Tornando all’Europa, il timore di ondate di migranti provenienti dal Medio Oriente attraverso la Turchia ha indotto il governo greco nel 2012 a erigere una barriera all’altezza del fiume Evros, al confine tra Grecia e Turchia, in Tracia. Altri muri circondano Ceuta e Melilla, enclave spagnole in Marocco, che sorgono rispettivamente di fronte a Gibilterra e a Malaga, e che sbarrano quella che viene considerata da molti africani la porta verso l’Europa. Costruite alla fine degli anni Novanta, anche con il contributo economico dell’Unione Europea, le barriere sono alte fino a 6 metri, ma non sono riuscite a contenere, in diverse occasioni, l’arrivo di centinaia di migranti.
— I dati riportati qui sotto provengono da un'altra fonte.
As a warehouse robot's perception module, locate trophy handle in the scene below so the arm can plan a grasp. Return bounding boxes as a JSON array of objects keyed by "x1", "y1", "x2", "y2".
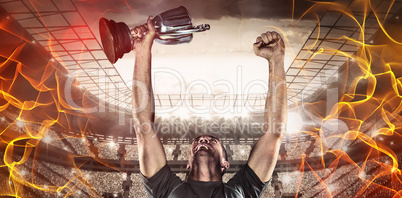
[{"x1": 99, "y1": 6, "x2": 210, "y2": 63}]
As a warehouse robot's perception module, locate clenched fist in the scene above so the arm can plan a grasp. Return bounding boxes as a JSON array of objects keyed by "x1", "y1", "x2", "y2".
[{"x1": 253, "y1": 31, "x2": 285, "y2": 62}]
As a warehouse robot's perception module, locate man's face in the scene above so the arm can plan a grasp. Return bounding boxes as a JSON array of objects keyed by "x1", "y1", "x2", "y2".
[{"x1": 190, "y1": 135, "x2": 225, "y2": 169}]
Indubbiamente la soluzione di chiudere le frontiere, con muri o altri mezzi, risulta più facile che non cercare un approccio globale al problema dell’immigrazione. Come ha notato Maurizio Ambrosini, «i governi, incapaci di controllare la globalizzazione economica, e segnatamente la delocalizzazione delle attività produttive, hanno cercato di riaffermare la propria sovranità, nonché la loro legittimazione agli occhi dei cittadini-elettori, rafforzando i controlli […] sull’immigrazione dall’estero di individui etichettati come poveri, e quindi minacciosi o bisognosi»2.

Note

1. F. Fukuyama, La fine della storia e l’ultimo uomo, Rizzoli, Milano 1992. Secondo l’autore la vittoria del sistema politico liberal-democratico sul comunismo sarebbe stata il momento culminante e definitivo della lunga evoluzione politico-sociale dell’umanità.2. M. Ambrosini, Non passa lo straniero? Le politiche migratorie tra sovranità nazionale e diritti umani, Cittadella Editrice, Assisi 2017, p. 8.